With the approval of a majority of the members of the full
board of directors of RRSN, Inc., I made an expensive decision
to act swiftly. I informed the other four committee members
on August 10th that a majority of the 21-member board had
agreed to a statement I had prepared, "I vote that
the RRSN board or any sub-group thereof not initiate a mass
mailing, unless all board members have been fully informed
to their satisfaction and vote for such a communication."
This temporarily put a halt to the committee's move to politicize
the dispute.
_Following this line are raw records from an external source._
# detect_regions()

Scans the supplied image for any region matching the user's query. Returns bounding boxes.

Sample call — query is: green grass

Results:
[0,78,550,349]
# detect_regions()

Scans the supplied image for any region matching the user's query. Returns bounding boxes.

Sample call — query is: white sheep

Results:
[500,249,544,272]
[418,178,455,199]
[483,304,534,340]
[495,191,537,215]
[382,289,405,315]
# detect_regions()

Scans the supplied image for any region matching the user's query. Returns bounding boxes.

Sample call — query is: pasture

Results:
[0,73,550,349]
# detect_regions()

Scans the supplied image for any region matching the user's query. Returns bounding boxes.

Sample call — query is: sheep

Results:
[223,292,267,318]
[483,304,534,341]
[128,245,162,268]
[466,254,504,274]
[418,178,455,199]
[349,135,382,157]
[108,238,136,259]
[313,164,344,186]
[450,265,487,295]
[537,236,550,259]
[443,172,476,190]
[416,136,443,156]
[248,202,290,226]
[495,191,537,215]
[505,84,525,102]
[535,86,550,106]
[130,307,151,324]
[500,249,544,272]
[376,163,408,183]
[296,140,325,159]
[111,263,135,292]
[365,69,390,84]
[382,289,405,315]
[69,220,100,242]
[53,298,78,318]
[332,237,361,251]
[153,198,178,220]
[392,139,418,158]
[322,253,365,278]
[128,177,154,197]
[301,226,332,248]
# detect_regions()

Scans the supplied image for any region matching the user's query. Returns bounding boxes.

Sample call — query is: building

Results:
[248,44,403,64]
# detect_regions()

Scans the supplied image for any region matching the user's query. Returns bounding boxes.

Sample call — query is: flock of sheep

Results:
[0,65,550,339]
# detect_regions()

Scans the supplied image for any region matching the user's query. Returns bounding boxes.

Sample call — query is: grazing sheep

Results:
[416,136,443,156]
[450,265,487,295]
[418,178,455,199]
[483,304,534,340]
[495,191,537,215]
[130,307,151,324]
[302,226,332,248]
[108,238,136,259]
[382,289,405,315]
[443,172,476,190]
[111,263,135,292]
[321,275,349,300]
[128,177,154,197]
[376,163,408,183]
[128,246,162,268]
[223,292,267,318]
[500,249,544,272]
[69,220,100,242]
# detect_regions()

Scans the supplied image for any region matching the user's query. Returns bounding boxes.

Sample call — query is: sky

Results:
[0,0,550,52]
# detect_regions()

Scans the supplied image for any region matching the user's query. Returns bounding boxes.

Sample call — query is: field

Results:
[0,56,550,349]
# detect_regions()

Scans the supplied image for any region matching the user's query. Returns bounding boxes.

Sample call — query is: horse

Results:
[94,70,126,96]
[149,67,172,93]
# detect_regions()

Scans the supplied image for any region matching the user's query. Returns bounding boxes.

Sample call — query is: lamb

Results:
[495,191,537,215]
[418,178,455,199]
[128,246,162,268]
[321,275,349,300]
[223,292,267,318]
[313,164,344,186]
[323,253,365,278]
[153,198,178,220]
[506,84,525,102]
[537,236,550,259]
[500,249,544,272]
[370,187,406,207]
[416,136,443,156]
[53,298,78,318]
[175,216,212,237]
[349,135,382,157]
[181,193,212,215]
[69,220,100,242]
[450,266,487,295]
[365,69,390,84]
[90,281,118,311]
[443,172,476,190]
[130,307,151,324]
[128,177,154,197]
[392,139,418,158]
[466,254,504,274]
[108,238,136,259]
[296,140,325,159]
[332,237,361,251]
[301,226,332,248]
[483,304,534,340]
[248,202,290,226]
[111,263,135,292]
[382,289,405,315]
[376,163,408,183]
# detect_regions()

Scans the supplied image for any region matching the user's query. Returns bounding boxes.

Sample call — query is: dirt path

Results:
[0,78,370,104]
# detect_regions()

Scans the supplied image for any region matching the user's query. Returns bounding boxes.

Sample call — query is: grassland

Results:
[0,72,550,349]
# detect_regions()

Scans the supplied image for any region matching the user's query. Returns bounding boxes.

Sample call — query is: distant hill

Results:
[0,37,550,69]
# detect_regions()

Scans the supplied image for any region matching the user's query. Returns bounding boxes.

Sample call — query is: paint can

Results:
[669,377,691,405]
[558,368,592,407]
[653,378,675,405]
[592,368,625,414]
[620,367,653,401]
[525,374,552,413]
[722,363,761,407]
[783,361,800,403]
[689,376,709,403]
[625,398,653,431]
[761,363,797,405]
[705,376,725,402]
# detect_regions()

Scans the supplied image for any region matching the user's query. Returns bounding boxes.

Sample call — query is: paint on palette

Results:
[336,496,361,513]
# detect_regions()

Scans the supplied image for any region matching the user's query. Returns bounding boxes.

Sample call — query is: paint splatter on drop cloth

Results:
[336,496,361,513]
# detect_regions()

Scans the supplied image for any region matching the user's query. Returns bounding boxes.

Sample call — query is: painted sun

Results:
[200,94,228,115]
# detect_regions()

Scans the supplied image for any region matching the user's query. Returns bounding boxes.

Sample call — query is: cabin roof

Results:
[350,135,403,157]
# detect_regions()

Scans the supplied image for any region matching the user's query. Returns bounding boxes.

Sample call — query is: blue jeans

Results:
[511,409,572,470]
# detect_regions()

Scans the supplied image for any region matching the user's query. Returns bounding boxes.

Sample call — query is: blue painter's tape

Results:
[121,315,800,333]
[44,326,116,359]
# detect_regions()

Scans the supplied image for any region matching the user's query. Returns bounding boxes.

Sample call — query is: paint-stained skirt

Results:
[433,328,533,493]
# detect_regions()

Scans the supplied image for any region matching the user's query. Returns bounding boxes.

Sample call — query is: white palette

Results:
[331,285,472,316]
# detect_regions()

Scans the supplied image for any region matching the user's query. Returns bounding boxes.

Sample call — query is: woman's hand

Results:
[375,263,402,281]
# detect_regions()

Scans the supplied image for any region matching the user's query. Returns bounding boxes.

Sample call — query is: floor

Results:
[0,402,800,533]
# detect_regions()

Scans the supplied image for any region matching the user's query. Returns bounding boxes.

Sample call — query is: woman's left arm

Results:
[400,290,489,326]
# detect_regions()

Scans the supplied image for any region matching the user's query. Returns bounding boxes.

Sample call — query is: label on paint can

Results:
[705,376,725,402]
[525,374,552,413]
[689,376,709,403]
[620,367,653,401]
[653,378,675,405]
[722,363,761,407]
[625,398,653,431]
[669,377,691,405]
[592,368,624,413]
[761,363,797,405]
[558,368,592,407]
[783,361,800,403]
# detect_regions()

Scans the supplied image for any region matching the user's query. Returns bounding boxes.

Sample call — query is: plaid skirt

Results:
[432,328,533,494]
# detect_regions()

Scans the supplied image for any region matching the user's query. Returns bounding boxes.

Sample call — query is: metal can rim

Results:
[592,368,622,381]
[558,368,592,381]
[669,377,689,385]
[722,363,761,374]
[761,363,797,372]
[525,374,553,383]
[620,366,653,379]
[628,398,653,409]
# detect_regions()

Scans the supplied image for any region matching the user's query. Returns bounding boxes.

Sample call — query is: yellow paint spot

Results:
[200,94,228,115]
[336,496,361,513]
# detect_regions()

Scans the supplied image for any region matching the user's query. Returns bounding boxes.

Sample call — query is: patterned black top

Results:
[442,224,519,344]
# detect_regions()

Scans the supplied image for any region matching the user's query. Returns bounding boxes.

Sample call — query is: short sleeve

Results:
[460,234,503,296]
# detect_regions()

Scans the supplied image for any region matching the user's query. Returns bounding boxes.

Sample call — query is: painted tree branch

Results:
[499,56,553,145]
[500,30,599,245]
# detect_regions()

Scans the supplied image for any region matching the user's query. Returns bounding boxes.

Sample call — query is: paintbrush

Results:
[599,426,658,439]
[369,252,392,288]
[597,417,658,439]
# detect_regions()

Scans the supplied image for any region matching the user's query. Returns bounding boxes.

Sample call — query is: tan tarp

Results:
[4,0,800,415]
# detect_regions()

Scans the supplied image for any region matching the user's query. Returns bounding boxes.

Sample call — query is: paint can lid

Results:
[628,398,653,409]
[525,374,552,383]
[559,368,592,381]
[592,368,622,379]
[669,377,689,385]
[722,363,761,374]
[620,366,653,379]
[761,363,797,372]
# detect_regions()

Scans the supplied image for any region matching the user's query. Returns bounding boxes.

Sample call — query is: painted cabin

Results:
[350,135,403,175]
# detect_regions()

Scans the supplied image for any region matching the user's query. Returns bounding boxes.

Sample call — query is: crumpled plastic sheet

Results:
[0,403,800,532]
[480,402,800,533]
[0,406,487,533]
I then informed the other four on the committee
that I had also received a call from a majority of board
members for a special emergency meeting of the full board
solely to vote upon the issue of rescission of the bogus
license agreement.
On August 17, 1994, the full board of 21 directors, during
a 90-minute telephone conference call, reviewed the legal
complaint and confidential materials submitted along with
it. They recognized the inappropriateness of the disputed
licensing agreement, acknowledged that Jack's rights were
being abused, and acted accordingly. Addressing the minority
faction against him, Jack urged that there be a unanimous
vote, pointing out that everyone's interests would be served
that way. The board voted unanimously to rescind the license
agreement and to rename itself temporarily the Alcohol and
Drug Abuse Self-Help Network, Inc. The renegade executive
committee had been ousted from Rational Recovery, by unanimous
vote, and Rational Recovery was now safely back in the fold
of Jack and Lois in Lotus, CA. Or was it?
Since that Special Meeting of the Board, several board members,
disgusted at the conduct of the executive committee and
wanting no part of the new organization, have resigned.
I've been excluded from virtually all ADASN discussion,
even though I'm its elected secretary and carry some serious
responsibilities in that role. I hear that ADASN is searching
for a better name, while it continues to raid local RR projects
and hijack the Rational Recovery movement. Even though a
majority of the board had expressed strong opinions against
a mailing that would create political divisions within the
network, former RRSN President Joe Gerstein, M.D., has used
the RR Local Projects List, trustingly given out as an aid
to intergroup communications and referral, to send ADASN's
propaganda nationwide and recruit RR Coordinators into their
organization. A recent three page letter, from "The
Office of The President," included my resume as ADASN
secretary, to convey that I am in support of their chicanery.
ADASN is a small group of professional people grasping for
control of something that isn't theirs - Rational Recovery.
I can hardly find words to express my disdain for the behavior
of the group of professionals who are attempting to take
over the vital service organization that was founded, created,
and is being very well managed by Jack and Lois Trimpey.
As I stated in the beginning of this article, RR leadership
rightly resides with the Trimpeys. If one in disagreement,
one may attempt to change it, resign, go elsewhere, or start
something new. But this is the wrong field for crude politics
and hostile takeovers!
In our capitalist society, there is a natural tendency for
newly discovered "markets" to be tapped as quickly
as possible to take advantage of a market's potential, seemingly
a win-win situation. We have the most attractive product
on the market of recovery ideas, AVRT. I believe Rational
Recovery is successful because of grass roots attraction
toward its efficient, no-nonsense, approach to recovery
based on concepts of health rather than disease. Now that
we are freeing ourselves from the self-interest of a few,
that will continue to be the case - in spades!